Antalya’nın Serik ilçesinde meyve bahçelerinde nar ve mandalina toplayarak geçimini sağlayan Altın Erdoğan adlı kadın, servis aracında maske takılmamasına ve sosyal mesafe kuralına uyulmamasına itiraz edince dövüldü. Olaydan sonra üç defa ameliyat geçiren ve sol gözünü kaybeden Erdoğan dava açmaya hazırlanıyor.

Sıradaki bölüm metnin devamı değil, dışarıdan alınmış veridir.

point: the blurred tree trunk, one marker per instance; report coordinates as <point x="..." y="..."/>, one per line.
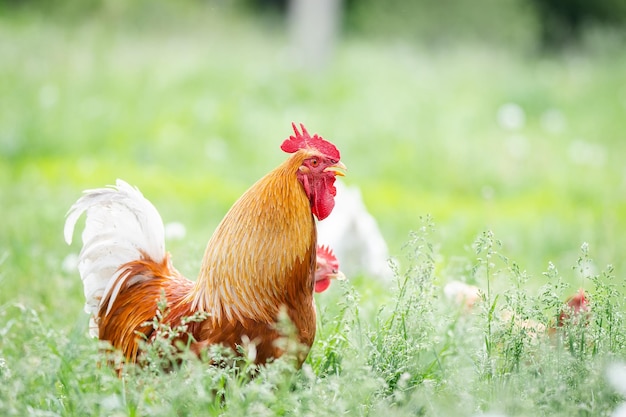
<point x="313" y="29"/>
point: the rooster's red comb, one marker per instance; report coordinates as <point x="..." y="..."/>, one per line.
<point x="302" y="140"/>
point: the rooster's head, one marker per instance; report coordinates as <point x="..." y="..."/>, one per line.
<point x="320" y="165"/>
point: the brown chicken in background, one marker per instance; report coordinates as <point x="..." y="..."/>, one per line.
<point x="260" y="260"/>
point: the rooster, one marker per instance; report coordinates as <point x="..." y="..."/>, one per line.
<point x="259" y="263"/>
<point x="326" y="269"/>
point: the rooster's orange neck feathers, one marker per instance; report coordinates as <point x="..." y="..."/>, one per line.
<point x="238" y="279"/>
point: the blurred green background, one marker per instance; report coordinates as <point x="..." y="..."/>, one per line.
<point x="504" y="115"/>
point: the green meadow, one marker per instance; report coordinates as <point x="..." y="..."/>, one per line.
<point x="500" y="167"/>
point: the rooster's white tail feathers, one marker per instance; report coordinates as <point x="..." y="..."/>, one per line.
<point x="121" y="226"/>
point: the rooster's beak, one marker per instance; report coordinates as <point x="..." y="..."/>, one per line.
<point x="339" y="276"/>
<point x="337" y="168"/>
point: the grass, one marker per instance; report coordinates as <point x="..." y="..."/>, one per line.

Serik’te nar ve portakal tarlalarında çalışarak geçimini sağlan Altın Erdoğan, yaklaşık 1.5 ay önce, 28 Ekim günü başına gelen olayı şöyle anlattı:
“Biz nar ve portakal tarlasında meyve toplamaya işe gideriz. 28 Ekim günü de çalışmaya gittik. İşe başlayalı 3 gün olmuştu. O gün başımızda duran çavuş değişmişti. Sabah 7’de işe başladık saat 3’e kadar yemek yemeden aç çalıştık. Normalde yemek yerdik. Ben çavuşa, ‘yemek yemeyecek miyiz, biz köle değiliz? dedim. Çavuş, ‘Yemek yok. Tarlayı bir an önce bitirip gideceğiz” dedi. Sonrasında benimle uğraşmaya başladı. Daha sonra işimiz bitti araçla evimize dönmek için araca bindik. 15 kişilik araca 30 kişiyi bindirdiler. Araçtaki gençler maske takmıyordu. Ben onlara ‘Hastalık var, maske takın’ dedim ve kamerayla çekmeye başladım.

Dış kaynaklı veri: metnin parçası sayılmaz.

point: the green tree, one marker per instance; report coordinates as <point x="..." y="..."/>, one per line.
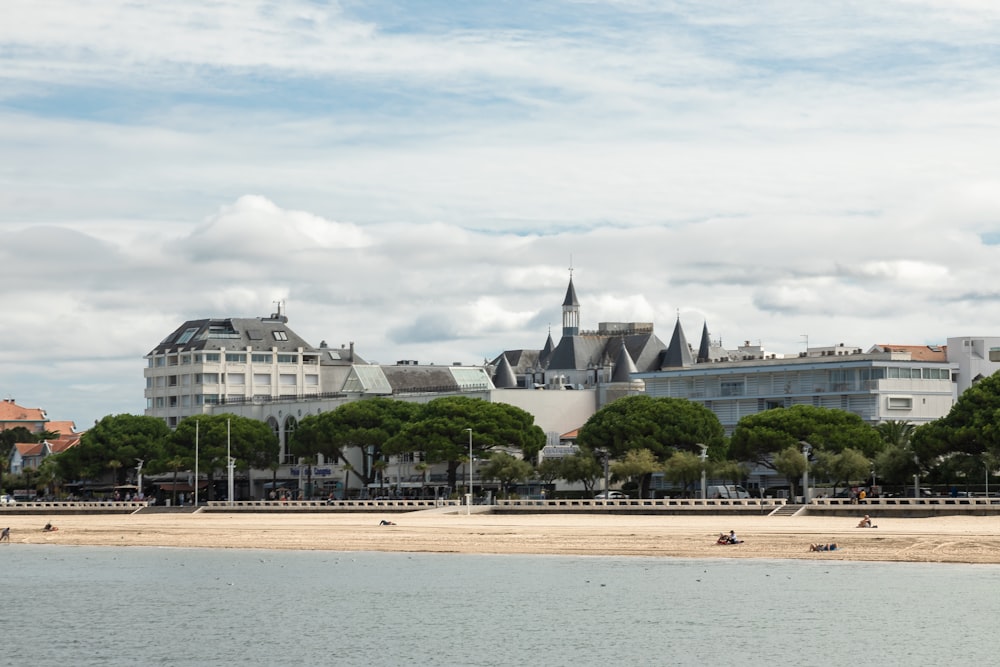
<point x="757" y="438"/>
<point x="684" y="468"/>
<point x="660" y="425"/>
<point x="366" y="424"/>
<point x="844" y="467"/>
<point x="638" y="466"/>
<point x="440" y="431"/>
<point x="549" y="470"/>
<point x="506" y="469"/>
<point x="583" y="467"/>
<point x="251" y="443"/>
<point x="123" y="438"/>
<point x="791" y="463"/>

“Sol gözüme iki tokat attı”
Çavuşun karısı da arabadaydı yanıma geldi ve iki eliyle boğazımı sıktı. Elimden telefonu aldı ve çektiğim videoyu sildi. Araçtaki kimse sesini çıkarmadı. Daha sonra evimin yakınında bir yerde beni araçtan indirdiler. Çavuş da araçtan inerek üzerime yürüdü ‘Sen benim ekmeğimle mi oynuyorsun’ dedi. ‘Benim amacım ekmeğimi kazanmak, beni bırakın’ dedim. O arada eski çavuşum da oraya gelmişti. Ben hızlıca evime doğru yürümeye başladım. Arkamdan seslendiler, durdum. Çavuşun hanımı sol gözüme iki tokat attı. Gözümden kan aktı. Eski çavuşum bir araçla beni Kepez Devlet Hastanesi’ne götürdü. Şikayetçi olacağım deyince, beni hastanenin önüne bırakıp kaçtı.
“Karanlıkta kaldım”
Maddi dururumum iyi olsaydı günlük 80 lira yevmiyeye çalışmazdım. İşimin üçüncü günü bu olay başıma geldi. Benim sağ gözüm de az görüyor. Sol gözüm de karanlıkta kaldı. Hiçbir işimi kendim yapamıyorum. Yemek yapamıyor, bulaşık yıkayamıyorum. Kimseye telefon bile açamıyorum. Hiç görmüyorum. Sadece az bir ışık var. Hak aramak ve doğru olmak zor. Karanlıkta kaldım. Bütün kadınlara adalet istiyorum.”